What I hear is a focus on numbers, not quality. I think Goldfein was about to get there, but was cut off.
All of us should be concerned about the quality of the fighting force. We're too small to sacrifice having the sharpest sword. Right now we are hemorrhaging all our experience due to retention. We can fix the production, but all those kids are going to have to relearn knowledge that resided in the experienced pilots who got forced out by QOL. Some of those kids will die needlessly. In fact, it's already happening (reference multiple crashes in SW Asia).
I am a good IP. I want to stay and make a difference.

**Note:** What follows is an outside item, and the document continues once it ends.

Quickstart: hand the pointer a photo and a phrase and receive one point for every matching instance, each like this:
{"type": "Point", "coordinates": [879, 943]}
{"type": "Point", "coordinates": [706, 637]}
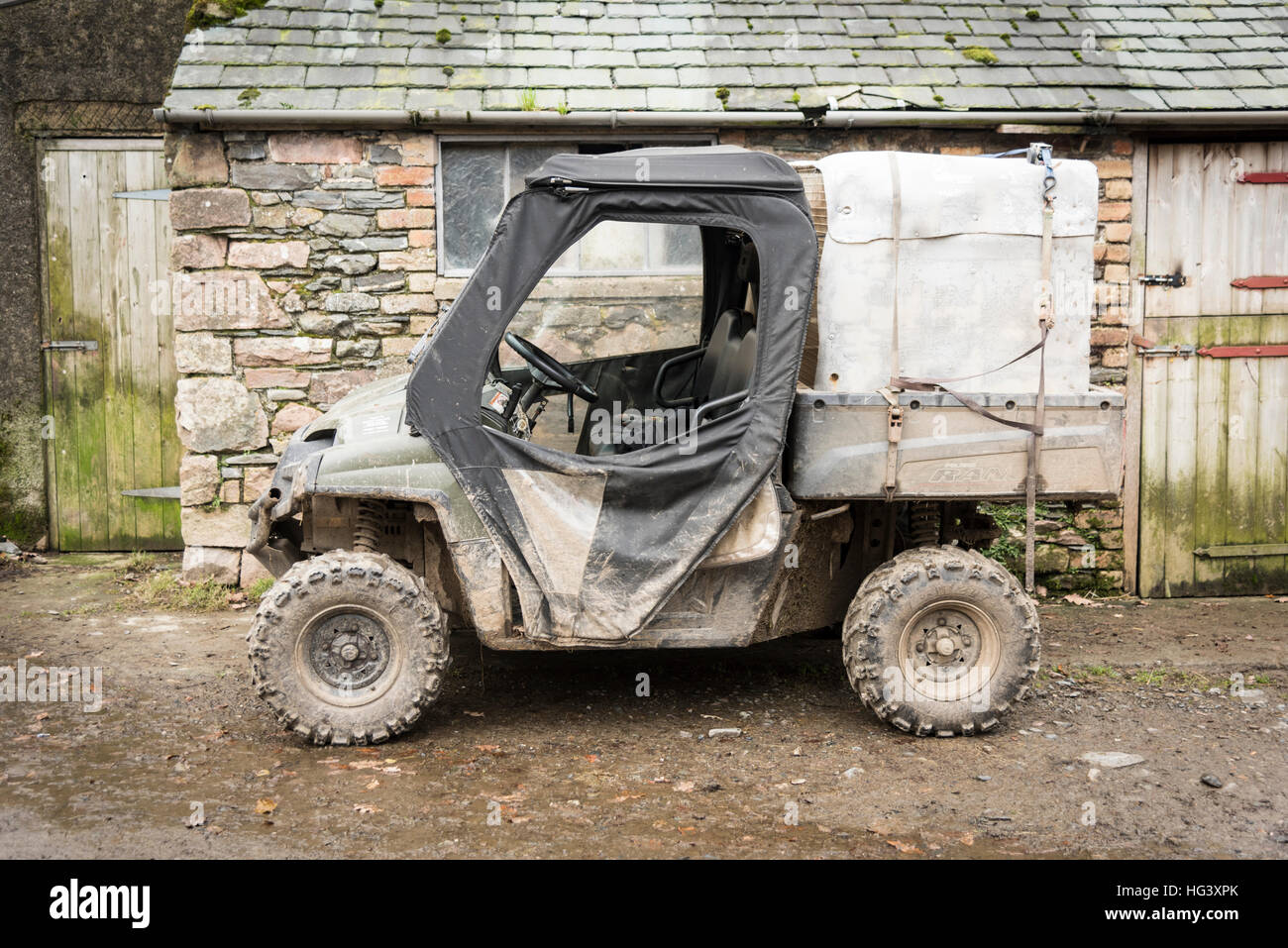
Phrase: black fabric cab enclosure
{"type": "Point", "coordinates": [596, 545]}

I would happily sit in an FTU and teach if I didn't have the constant threat of a 365. I refuse to give the big blue the reigns and sign up for more if they refuse to respect the talent that they have. If the only thing keeping me in (in the face of that 365 threat) is money, I'm out. Simply. Remove the 1500/750 hour requirement, and I think you'll simply see more young pilots who only got one ops tour punch ASAP. Retention will only get worse.
All the talk about the airlines and production being the root causes belies the fact that the USAF "leaders" have given up on keeping quality pilots because the solutions are too hard (from a staff perspective) to implement. That comes from a staff who has drawn the same conclusion. The system promotes it's own, and the men and women in those staffs got there by self promoting. In short, they are not a part of the pool of individuals fearful of 365's and family hardship because they have already placed career above everything else...that's how they got where they are. So clearly it's the airline's fault, because that's a metric they can measure and fix WAY easier vs telling CENTCOM to sod off about having a 365 Chief of Wing Exercises.

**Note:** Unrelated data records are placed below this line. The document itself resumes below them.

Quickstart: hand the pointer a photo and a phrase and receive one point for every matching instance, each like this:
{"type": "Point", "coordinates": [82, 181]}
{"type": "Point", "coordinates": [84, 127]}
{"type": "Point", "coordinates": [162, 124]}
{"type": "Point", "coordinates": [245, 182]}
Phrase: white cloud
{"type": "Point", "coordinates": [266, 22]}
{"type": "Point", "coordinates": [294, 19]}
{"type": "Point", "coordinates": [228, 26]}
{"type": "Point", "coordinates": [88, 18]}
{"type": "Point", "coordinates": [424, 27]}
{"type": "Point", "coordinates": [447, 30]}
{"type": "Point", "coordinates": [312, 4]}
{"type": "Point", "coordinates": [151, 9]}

They're taking the easiest road instead of fixing the root cause: Senior leadership from O-6 and above are disconnected from the line executors of the main mission of the USAF.

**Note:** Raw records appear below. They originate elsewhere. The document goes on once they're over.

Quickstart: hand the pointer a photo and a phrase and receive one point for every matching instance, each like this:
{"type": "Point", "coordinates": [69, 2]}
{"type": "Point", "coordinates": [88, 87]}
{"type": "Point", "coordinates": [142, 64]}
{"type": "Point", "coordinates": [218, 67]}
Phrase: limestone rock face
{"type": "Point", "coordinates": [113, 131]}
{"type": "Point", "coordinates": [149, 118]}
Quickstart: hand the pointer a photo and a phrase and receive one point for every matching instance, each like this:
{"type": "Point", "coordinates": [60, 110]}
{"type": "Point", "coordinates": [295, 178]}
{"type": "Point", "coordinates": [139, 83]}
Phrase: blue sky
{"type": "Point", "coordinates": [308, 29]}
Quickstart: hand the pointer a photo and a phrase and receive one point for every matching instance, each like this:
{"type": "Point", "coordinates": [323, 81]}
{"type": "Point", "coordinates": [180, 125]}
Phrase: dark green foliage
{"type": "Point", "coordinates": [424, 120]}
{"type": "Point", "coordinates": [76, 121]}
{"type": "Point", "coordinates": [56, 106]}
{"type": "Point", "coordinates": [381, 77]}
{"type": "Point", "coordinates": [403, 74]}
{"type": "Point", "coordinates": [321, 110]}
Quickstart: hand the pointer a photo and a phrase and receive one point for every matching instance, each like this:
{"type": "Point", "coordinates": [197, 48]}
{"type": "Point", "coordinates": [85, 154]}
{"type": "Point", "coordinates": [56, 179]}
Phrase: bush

P.S. Go to any airline hiring site and dig in, you'll find that they have hundreds if not thousands of QUALIFIED candidates that are not getting called or are being rejected at the interview because the airlines cannot afford to sacrifice on quality. I don't see that changing, even if the 1500 hour rule gets rescinded, especially as the USAF continues to produce quality pilots for them. Congrats USAF, you want to make the crowd in Delta's waiting room bigger by adding younger civilian dudes. Well done. USAF experienced pilots will still often jump ahead. High quality experience counts.